Today when we think antiques or antique store we think of our parents,’ grandparents’ or great-grandparents’ old stuff that today’s generation really doesn’t want. I do workshops all of the time, and folks ask me what they should do if their kids don’t want their items. That’s why you find so many items in thrift shops.
The answer is to think vintage.
Wayne Jordan, a certified personal property appraiser, accredited business broker and writer said to “contrast ‘antique’ with the word “vintage.” All the urban dictionary definitions surrounding the word “vintage” were positive. To the younger generations, “vintage” is cool, and “antique” is not.
So what does that mean for the antiques business? By association, antiques stores are not cool.
“Most dealers carry a mix of antiques, collectibles and vintage goods,” Jordan said. “If all of your advertising emphasizes “antiques,” you probably aren’t attracting many new, young customers. But, add handcrafted, retro, farm style and vintage to your marketing and you will find younger customers shopping.

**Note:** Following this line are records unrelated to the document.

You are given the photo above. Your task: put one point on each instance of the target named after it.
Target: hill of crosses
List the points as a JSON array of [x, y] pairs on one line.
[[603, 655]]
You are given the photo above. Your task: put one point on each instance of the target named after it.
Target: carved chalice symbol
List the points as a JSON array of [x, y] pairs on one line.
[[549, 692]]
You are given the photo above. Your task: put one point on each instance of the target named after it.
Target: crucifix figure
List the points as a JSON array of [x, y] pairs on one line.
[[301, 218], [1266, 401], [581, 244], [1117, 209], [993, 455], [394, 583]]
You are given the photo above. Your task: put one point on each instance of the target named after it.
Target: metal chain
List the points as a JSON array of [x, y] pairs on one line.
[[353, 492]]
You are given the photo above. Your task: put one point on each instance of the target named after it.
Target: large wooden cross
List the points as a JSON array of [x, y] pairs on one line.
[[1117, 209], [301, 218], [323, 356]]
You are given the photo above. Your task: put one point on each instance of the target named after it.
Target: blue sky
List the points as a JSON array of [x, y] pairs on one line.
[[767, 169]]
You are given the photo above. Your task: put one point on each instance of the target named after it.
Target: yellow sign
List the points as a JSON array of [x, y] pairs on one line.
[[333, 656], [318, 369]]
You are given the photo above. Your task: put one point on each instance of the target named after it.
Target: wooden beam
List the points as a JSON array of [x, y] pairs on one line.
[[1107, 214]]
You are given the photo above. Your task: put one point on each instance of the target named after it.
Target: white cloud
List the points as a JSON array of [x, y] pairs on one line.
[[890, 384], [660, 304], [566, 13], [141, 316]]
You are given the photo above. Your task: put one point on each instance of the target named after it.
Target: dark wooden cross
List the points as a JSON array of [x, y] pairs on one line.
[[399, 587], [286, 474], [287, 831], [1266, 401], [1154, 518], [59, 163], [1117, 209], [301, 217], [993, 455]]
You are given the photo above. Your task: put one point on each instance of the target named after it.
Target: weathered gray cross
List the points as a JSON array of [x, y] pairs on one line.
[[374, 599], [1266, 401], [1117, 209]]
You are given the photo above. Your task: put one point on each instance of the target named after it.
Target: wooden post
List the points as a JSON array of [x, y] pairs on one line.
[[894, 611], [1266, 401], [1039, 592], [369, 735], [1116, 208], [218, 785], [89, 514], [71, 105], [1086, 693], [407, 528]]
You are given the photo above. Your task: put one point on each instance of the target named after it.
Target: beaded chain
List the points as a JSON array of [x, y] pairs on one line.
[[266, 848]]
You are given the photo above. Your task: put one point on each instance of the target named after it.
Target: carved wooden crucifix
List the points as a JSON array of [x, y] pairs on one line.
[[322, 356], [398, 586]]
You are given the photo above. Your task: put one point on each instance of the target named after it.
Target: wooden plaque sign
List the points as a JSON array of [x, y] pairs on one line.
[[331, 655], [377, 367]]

Of late I am seeing more shops advertising handcrafted items. Occasional markets, arts and craft shows and flea markets are no longer exclusively promoted as “antiques” events, but showcase vintage goods and handcrafted items that compliment the venue.
I like vintage shops that showcase items for this generation. I found several in this area and could take you on a road trip to find more.
Treasures Under Sugar Loaf is an antiques/vintage mall mixed with handcrafted items. Owner Brenda Jannsen tells us why they have the mix.
“It’s a great way of involving more diverse members of the community to be involved in the shop and to encourage this generation to shop with us! We even looked at our name of the business to find a catchy name for an antique mall under the Winona Sugar Loaf hill or some call it a mountain.”
While in Winona also check out The Rusty Bucket, an occasional shop, with Shayna Dais and friends, at 175 E. 3rd St., “We do have handcrafted items in our shop mixed with our vintage items,” Shayna says.
Sarah and Jim Kieffer, of Sarah’s Uniques and Jim’s ‘Man’tiques in St. Charles, is a great example of a business name that piques our curiosity.
Sarah says she has a limited selection of handcrafted items and adds them to showcase vintage and a few antique items.
“I can add handcrafted items, such as in a vintage chair I can just add a handcrafted pillow that we carry. Jim in the men’s area also displays a few handcrafted items to use in a men’s area in the home along with his gas pumps, tools, cast iron and more.”
Melissa Klema, owner of Adourn in Chatfield, said, “I have so many one of a kind pieces, some great handcrafted accessories, candles and jewelry. I’ve expanded the lines I carry so there are lots of new things with the refurbished vintage and antique furniture. Customers tell me how beautiful the shop is, how nicely done everything is, and how it’s so nice to see this small business thriving in a small town with my nice mix of old and new. I am bringing items into my shop that are more refined, calling it a refined Farmhouse look.”
Paul Bennett of Dwell Local in Rochester says his shop “is much more than a shop that carries many handcrafted items of art, jewelry, home décor, soy candles, locally found objects, repurposed and vintage items. “To us, it’s a lifestyle,” Bennett says. A place for great local makers to connect with great local neighbors.”